SPRUI04F july 2015 – april 2023
The program cache layout tool, clt6x, relies on the availability of dynamic profile information in the form of a weighted call graph in order to produce a preferred function order command file that can be used to guide function placement at link-time when your application is re-built.
There are several ways in which this dynamic profile information can be collected. For example, if you are running your application on hardware, you may have the capability to collect a PC discontinuity trace. The discontinuity trace can then be post-processed to construct weighted call graph input information for the clt6x.

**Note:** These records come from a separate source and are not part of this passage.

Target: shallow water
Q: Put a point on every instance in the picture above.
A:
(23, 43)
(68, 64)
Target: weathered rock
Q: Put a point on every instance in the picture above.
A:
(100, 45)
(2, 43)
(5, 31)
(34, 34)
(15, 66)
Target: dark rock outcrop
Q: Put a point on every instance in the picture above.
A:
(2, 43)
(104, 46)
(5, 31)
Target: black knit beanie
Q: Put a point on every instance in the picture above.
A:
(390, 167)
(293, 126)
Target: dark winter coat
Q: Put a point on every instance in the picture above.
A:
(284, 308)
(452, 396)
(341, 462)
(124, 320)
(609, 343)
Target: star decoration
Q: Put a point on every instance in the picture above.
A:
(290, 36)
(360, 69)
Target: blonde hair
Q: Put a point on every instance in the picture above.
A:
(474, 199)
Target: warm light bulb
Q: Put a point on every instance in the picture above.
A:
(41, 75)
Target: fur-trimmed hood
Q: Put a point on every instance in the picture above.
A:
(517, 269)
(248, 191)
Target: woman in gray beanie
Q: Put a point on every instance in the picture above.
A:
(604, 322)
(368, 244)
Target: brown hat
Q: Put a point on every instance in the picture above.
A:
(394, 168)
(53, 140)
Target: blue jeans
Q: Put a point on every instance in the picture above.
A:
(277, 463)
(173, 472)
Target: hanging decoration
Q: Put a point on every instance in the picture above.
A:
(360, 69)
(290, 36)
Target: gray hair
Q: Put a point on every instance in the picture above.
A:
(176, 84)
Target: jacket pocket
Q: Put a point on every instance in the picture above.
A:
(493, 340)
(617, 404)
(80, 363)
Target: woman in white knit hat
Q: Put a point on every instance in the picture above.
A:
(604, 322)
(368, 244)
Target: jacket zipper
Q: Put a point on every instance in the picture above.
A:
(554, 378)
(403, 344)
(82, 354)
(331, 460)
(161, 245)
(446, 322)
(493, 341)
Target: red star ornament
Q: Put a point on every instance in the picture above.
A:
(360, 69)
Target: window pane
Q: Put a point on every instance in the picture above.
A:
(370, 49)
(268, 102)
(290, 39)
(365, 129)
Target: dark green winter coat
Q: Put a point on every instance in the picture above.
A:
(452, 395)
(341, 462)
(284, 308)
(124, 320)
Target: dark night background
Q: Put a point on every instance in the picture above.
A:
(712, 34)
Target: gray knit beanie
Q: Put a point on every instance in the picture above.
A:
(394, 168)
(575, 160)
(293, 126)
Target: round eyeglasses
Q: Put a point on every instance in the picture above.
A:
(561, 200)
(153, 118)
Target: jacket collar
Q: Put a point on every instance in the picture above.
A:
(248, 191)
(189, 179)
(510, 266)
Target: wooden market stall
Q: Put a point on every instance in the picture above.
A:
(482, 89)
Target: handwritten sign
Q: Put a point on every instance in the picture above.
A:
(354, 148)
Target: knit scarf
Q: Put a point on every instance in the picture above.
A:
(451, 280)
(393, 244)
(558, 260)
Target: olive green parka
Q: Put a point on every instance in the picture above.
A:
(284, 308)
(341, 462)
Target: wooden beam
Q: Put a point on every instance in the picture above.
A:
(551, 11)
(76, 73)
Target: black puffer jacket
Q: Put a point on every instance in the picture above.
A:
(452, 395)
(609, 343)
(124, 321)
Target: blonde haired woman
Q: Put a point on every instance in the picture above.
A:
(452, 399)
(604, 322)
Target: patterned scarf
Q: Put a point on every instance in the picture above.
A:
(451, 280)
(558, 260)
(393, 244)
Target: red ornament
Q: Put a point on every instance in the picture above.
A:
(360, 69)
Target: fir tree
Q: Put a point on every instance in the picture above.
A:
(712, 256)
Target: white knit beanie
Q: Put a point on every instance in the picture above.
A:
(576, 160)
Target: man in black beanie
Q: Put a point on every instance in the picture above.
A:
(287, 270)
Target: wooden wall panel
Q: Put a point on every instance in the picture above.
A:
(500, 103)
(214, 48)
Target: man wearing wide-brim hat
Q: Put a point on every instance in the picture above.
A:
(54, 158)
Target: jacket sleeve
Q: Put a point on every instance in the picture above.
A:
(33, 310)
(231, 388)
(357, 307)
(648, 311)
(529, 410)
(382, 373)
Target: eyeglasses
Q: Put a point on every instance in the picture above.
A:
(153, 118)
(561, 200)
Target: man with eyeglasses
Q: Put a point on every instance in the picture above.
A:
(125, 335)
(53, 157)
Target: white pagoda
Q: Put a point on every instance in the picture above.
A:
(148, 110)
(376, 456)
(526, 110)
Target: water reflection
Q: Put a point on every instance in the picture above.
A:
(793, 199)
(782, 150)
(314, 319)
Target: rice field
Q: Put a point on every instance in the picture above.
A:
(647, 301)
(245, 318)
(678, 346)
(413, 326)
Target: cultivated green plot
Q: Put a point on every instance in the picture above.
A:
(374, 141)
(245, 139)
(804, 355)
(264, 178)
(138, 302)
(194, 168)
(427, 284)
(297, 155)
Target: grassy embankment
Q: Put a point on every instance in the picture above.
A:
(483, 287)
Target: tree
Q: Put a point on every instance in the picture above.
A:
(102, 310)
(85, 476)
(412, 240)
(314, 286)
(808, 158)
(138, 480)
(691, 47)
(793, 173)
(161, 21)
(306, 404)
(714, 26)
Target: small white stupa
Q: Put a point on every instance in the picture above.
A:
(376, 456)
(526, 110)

The method for collecting dynamic profile information that is presented here relies on the path profiling capabilities in the C6000 code generation tools. Here is how it works:
Using --gen_profile_info instructs the compiler to embed counters into the code along the execution paths of each function.
To compile only use:
cl6x options --gen_profile_info src_file(s) |
The compile and link use:
cl6x options --gen_profile_info src_file(s) -run_linker --library lnk.cmd |
When the application runs, the counters embedded into the application by --gen_profile_info keep track of how many times a particular execution path through a function is traversed. The data collected in these counters is written out to a profile data file named pprofout.pdat.
The profile data file is automatically generated.
Once you have a profile data file, the file is decoded by the profile data decoder tool, pdd6x, as follows:
pdd6x -e=instrumented app out file -o=pprofout.prf pprofout.pdat |
Using pdd6x produces a .prf file which is then fed into the re-compile of the application that uses the profile information to generate weighted call graph input data.
The --analyze compiler option tells the compiler to generate weighted call graph or code coverage analysis information. Its syntax is as follows:
--analyze=callgraph | Instructs the compiler to generate weighted call graph information. | |
--analyze=codecov | Instructs the compiler to generate code coverage information. This option replaces the previous --codecov option. |
The compiler also supports a new --analyze_only option which instructs the compiler to halt compilation after the generation of analysis information has been completed. This option replaces the previous --onlycodecov option.
To make use of the dynamic profile information that you gathered, re-compile the source code for your application using the --analyze=callgraph option in combination with the --use_profile_info option:
cl6xoptions -mo --analyze=callgraph --use_profile_info=pprofout.prf src_file(s) |
The use of -mo instructs the compiler to generate code for each function into its own subsection. This option provides the linker with the means to directly control the placement of the code for a given function.
The compiler generates a CSV file containing weighted call graph information for each source file that is specified on the command line. If such a CSV file already exists, then new call graph analysis information will be appended to the existing CSV file. These CSV files are then input to the cache layout tool (clt6x) to produce a preferred function order command file for your application.
For more details on the content of the CSV files (containing weighted call graph information) generated by the compiler, see Section 4.11.6.